What does a Series A term sheet look like?
Takeaway: A Series A term sheet is the non-binding blueprint for your financing; it is a high-level summary of the critical economic and control terms that will govern the long-term partnership between your company and your new investors.
After weeks or months of pitching, you have finally received a term sheet from a venture capital fund for your Series A financing. This is a major milestone and a huge validation of your company's progress. But what is this document, and what does it represent?
A term sheet is a non-binding outline of the proposed terms and conditions for an investment. It is not the final, definitive legal contract, but it is the foundational blueprint from which all the final legal documents will be drafted. It is a good-faith agreement on the core business deal, and it covers the three main categories of any venture financing: the economics of the investment, the control and governance rights of the investors, and the rights of the founders and employees.
The Structure of a Term Sheet
While the specifics can vary, most Series A term sheets follow a standard structure and are typically 2-10 pages long. Think about term sheets as having two major components: the economic terms and the control terms.
1. The Offering Terms (The "Economics"): This is the heart of the deal. This section outlines the core financial terms of the investment, including:
The total amount being raised.
The "pre-money" valuation of the company.

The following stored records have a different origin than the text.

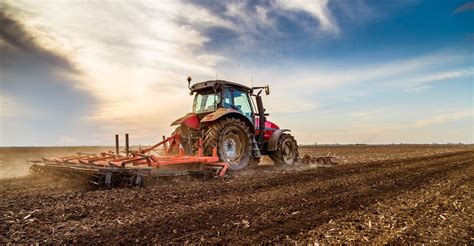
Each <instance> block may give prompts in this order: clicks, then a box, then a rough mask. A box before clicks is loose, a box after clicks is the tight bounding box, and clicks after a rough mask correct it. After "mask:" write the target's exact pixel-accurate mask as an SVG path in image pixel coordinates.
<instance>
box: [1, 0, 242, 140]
mask: <svg viewBox="0 0 474 246" xmlns="http://www.w3.org/2000/svg"><path fill="white" fill-rule="evenodd" d="M10 4H11V5H13V6H16V7H18V8H19V9H22V8H27V9H29V10H30V12H28V13H24V15H22V16H20V18H21V22H22V23H23V24H24V25H25V27H26V29H27V30H28V31H29V32H30V33H32V34H33V35H34V36H35V37H36V39H37V41H38V42H39V43H40V44H41V45H42V46H43V47H45V48H46V49H52V50H55V51H57V52H58V53H62V54H64V55H66V56H67V57H68V58H69V59H71V60H72V61H73V63H74V64H75V66H76V67H77V68H78V69H79V71H81V73H80V74H68V76H70V77H71V78H72V79H73V81H76V83H75V84H74V87H76V88H79V89H81V90H84V91H86V92H88V93H89V94H91V95H93V97H94V99H96V101H97V105H94V106H93V107H92V112H90V113H89V114H88V115H85V116H84V117H85V118H86V119H89V120H91V121H93V122H98V123H100V122H103V124H104V125H109V126H110V125H111V126H113V127H116V128H118V129H123V128H125V129H129V128H131V125H129V124H127V123H129V119H135V121H134V123H136V124H138V125H140V126H141V127H142V128H146V129H153V128H154V127H165V126H167V125H168V124H169V121H170V119H171V118H173V117H179V116H180V113H178V114H177V113H176V112H181V113H183V114H184V113H185V112H186V111H187V110H189V108H190V105H191V104H190V100H182V99H180V97H182V96H183V95H186V94H187V92H186V90H187V88H186V76H188V75H193V77H198V78H199V77H202V78H209V77H213V76H214V75H215V74H216V72H215V70H214V67H215V65H216V63H217V62H219V61H220V60H222V59H224V58H223V57H221V56H220V55H218V54H212V53H209V52H204V51H203V49H204V45H205V44H206V43H207V42H208V41H209V38H208V37H207V36H206V35H205V34H204V31H205V30H206V29H207V28H210V27H224V28H229V29H235V28H236V27H235V26H234V24H233V23H231V22H229V21H228V20H225V19H222V18H219V17H217V16H216V15H215V14H212V13H210V12H209V11H208V10H207V9H205V8H202V7H198V6H195V5H192V4H187V3H184V2H181V1H154V2H128V3H125V2H48V1H14V2H13V1H12V2H11V3H10ZM85 13H87V14H85ZM187 99H188V98H187ZM189 99H190V98H189ZM157 115H162V116H164V117H163V118H159V117H155V116H157ZM153 131H154V130H153ZM144 134H145V133H144Z"/></svg>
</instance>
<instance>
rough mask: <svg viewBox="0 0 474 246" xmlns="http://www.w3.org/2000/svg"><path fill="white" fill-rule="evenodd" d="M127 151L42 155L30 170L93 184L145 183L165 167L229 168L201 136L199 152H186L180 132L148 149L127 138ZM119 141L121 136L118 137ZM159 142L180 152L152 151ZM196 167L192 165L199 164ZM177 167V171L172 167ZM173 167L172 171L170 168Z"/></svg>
mask: <svg viewBox="0 0 474 246" xmlns="http://www.w3.org/2000/svg"><path fill="white" fill-rule="evenodd" d="M125 142H126V151H125V152H126V155H121V154H119V153H118V151H117V150H118V147H117V146H116V151H115V153H114V152H107V153H100V154H99V155H97V154H90V153H77V155H75V156H65V157H61V158H42V160H41V161H32V162H31V163H32V164H33V166H32V167H31V170H32V171H34V172H36V173H50V174H53V175H56V176H61V177H63V178H67V179H78V178H79V177H80V178H86V179H87V181H88V182H89V183H90V184H93V185H95V186H99V187H100V186H105V187H116V186H143V184H144V181H145V179H146V178H147V177H151V176H155V177H156V176H162V175H160V172H162V171H166V172H165V173H166V174H167V176H168V175H175V174H177V173H183V171H182V170H179V167H182V166H184V167H185V168H184V169H188V172H187V173H210V174H212V176H218V177H223V176H224V175H225V173H226V171H227V169H228V168H229V166H228V165H227V164H226V163H222V162H220V161H219V157H218V156H217V149H216V148H214V149H213V155H212V156H205V155H204V151H203V147H202V140H200V141H199V149H198V151H197V155H196V156H191V155H186V153H185V150H184V148H183V147H182V145H181V142H180V136H179V134H175V135H173V136H171V137H169V138H165V139H164V140H163V141H161V142H159V143H158V144H155V145H153V146H151V147H150V148H147V149H141V148H140V149H139V151H133V150H131V149H130V147H129V144H128V142H129V141H128V137H127V138H126V141H125ZM116 143H117V145H118V140H117V138H116ZM158 146H164V147H165V152H168V151H170V149H171V148H177V150H178V153H177V155H169V156H157V155H152V154H150V152H151V151H152V150H154V149H155V148H157V147H158ZM127 150H128V151H127ZM196 165H197V167H195V168H194V169H193V168H192V167H194V166H196ZM174 167H178V169H176V171H174V172H173V171H172V170H173V168H174ZM170 170H171V171H170Z"/></svg>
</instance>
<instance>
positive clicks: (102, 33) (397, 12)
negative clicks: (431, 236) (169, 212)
mask: <svg viewBox="0 0 474 246" xmlns="http://www.w3.org/2000/svg"><path fill="white" fill-rule="evenodd" d="M0 14H1V15H0V24H1V26H0V83H1V87H0V89H1V90H0V110H1V111H0V113H1V119H0V145H2V146H11V145H16V146H21V145H28V146H29V145H106V144H111V143H112V142H113V135H114V134H115V133H120V134H123V133H126V132H128V133H130V134H131V136H132V141H134V143H136V144H150V143H154V142H155V141H157V140H158V139H160V138H161V135H163V134H169V133H170V132H171V131H172V128H170V127H169V123H170V122H171V121H172V120H174V119H175V118H177V117H179V116H181V115H183V114H185V113H186V112H188V111H189V110H190V107H191V101H192V98H191V97H190V96H189V95H188V93H187V92H186V90H187V89H186V84H185V83H186V82H185V78H186V77H187V76H188V75H190V76H192V77H193V78H194V81H200V80H208V79H214V78H216V77H218V78H219V79H226V80H231V81H236V82H241V83H244V84H248V85H250V84H251V78H252V80H253V83H254V84H255V85H257V84H262V85H263V84H270V86H271V91H272V93H271V95H270V96H268V97H265V98H264V101H265V104H266V107H267V110H268V112H270V113H271V116H270V120H272V121H274V122H276V123H277V124H278V125H280V126H281V127H284V128H290V129H292V130H293V134H294V135H295V136H296V137H297V139H298V141H299V142H300V143H314V142H317V143H371V144H375V143H400V142H403V143H433V142H437V143H447V142H464V143H472V142H473V100H472V95H473V88H472V83H473V74H474V63H473V48H474V47H473V46H474V24H473V23H474V2H469V1H448V0H444V1H442V0H431V1H422V0H406V1H364V0H354V1H347V0H346V1H344V0H328V1H325V0H320V1H317V0H315V1H309V0H308V1H306V0H301V1H298V0H295V1H288V0H286V1H285V0H271V1H225V2H222V1H159V2H134V3H130V2H124V1H123V2H120V1H119V2H112V1H103V2H82V1H77V2H66V1H64V2H60V1H23V0H22V1H5V2H1V3H0Z"/></svg>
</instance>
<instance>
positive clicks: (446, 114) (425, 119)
mask: <svg viewBox="0 0 474 246" xmlns="http://www.w3.org/2000/svg"><path fill="white" fill-rule="evenodd" d="M473 116H474V113H473V111H472V110H464V111H458V112H452V113H446V114H440V115H437V116H435V117H432V118H428V119H422V120H418V121H417V122H416V123H415V126H417V127H425V126H430V125H439V124H445V123H449V122H455V121H458V120H462V119H464V118H468V117H471V118H472V117H473Z"/></svg>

The price per share for the new Series A Preferred Stock.
The liquidation preference for the investors.
The size of the post-financing employee stock option pool.
2. The Stockholder Agreements (The "Control Terms"): This section outlines the terms that will be included in a series of separate legal agreements that will be signed by all major stockholders (both founders and investors). This includes:
The composition of the new Board of Directors.

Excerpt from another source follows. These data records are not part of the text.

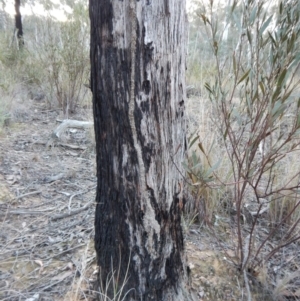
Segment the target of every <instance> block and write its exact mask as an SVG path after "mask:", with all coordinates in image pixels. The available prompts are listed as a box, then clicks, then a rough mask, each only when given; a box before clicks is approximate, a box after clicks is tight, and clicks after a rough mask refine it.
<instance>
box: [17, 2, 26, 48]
mask: <svg viewBox="0 0 300 301" xmlns="http://www.w3.org/2000/svg"><path fill="white" fill-rule="evenodd" d="M20 5H21V0H15V10H16V15H15V24H16V32H17V38H18V43H19V47H22V46H23V45H24V40H23V27H22V16H21V12H20Z"/></svg>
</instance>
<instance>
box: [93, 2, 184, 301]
mask: <svg viewBox="0 0 300 301" xmlns="http://www.w3.org/2000/svg"><path fill="white" fill-rule="evenodd" d="M90 19H91V89H92V92H93V106H94V120H95V135H96V153H97V177H98V188H97V197H96V201H97V207H96V218H95V231H96V233H95V248H96V252H97V261H98V265H99V267H100V270H99V284H100V286H105V285H107V281H108V280H112V281H111V282H110V283H111V284H112V285H111V286H110V287H106V292H107V294H108V296H109V297H113V294H114V293H115V292H116V291H117V289H118V288H119V289H122V291H123V292H124V293H126V294H127V297H126V300H187V299H186V297H184V296H183V294H184V289H183V287H184V285H183V283H184V274H185V272H184V271H185V263H184V257H183V249H184V246H183V234H182V229H181V221H180V219H181V209H182V178H181V174H180V172H179V169H180V168H181V162H182V160H183V155H184V153H185V130H184V97H185V81H184V78H185V24H186V15H185V1H177V0H168V1H163V0H158V1H145V0H144V1H134V0H133V1H123V2H121V1H109V0H107V1H98V0H90ZM116 270H117V271H118V272H115V271H116ZM110 277H111V278H110ZM115 281H116V282H117V283H118V284H119V287H116V286H115V285H114V283H115ZM121 284H123V286H122V287H121ZM119 293H120V291H119Z"/></svg>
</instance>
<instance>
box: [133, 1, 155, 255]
mask: <svg viewBox="0 0 300 301" xmlns="http://www.w3.org/2000/svg"><path fill="white" fill-rule="evenodd" d="M136 9H137V8H136V0H130V19H131V51H130V56H131V76H130V96H129V108H128V118H129V122H130V127H131V131H132V136H133V143H134V148H135V150H136V153H137V159H138V166H139V182H140V188H141V189H140V193H141V201H143V204H142V205H143V206H142V210H143V211H144V213H145V214H144V219H143V222H144V227H145V230H146V232H147V233H148V240H151V238H152V233H150V232H152V229H153V230H154V232H155V234H156V235H157V237H158V240H160V226H159V224H158V222H157V220H156V219H155V213H154V209H153V208H152V207H151V202H150V195H149V194H150V191H148V189H147V186H146V171H145V165H144V161H143V154H142V148H141V145H140V144H139V142H138V138H137V129H136V124H135V117H134V111H135V107H136V105H135V97H136V93H135V92H136V91H135V78H136V74H135V67H136V66H135V65H136V51H137V45H136V43H137V14H136ZM151 228H152V229H151ZM153 247H154V245H153V243H152V241H148V248H149V249H148V251H151V253H152V252H154V253H156V252H155V248H153ZM151 249H152V250H151Z"/></svg>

The information and registration rights granted to the investors.
The anti-dilution protection and protective covenants (veto rights).
The Right of First Refusal and Co-Sale Agreement, which governs the transfer of stock.
The Drag-Along Agreement, which governs a future sale of the company.
A term sheet is a dense and complex document, and every single line has a significant legal and economic consequence. It is typically quite difficult to negotiate different terms in the definitive documents once they are memorialized in the term sheet so it is absolutely essential that you review it in detail with experienced legal counsel before you sign.
Disclaimer: This post is for general informational purposes only and does not constitute legal, tax, or financial advice. Reading or relying on this content does not create an attorney–client relationship. Every startup’s situation is unique, and you should consult qualified legal or tax professionals before making decisions that may affect your business.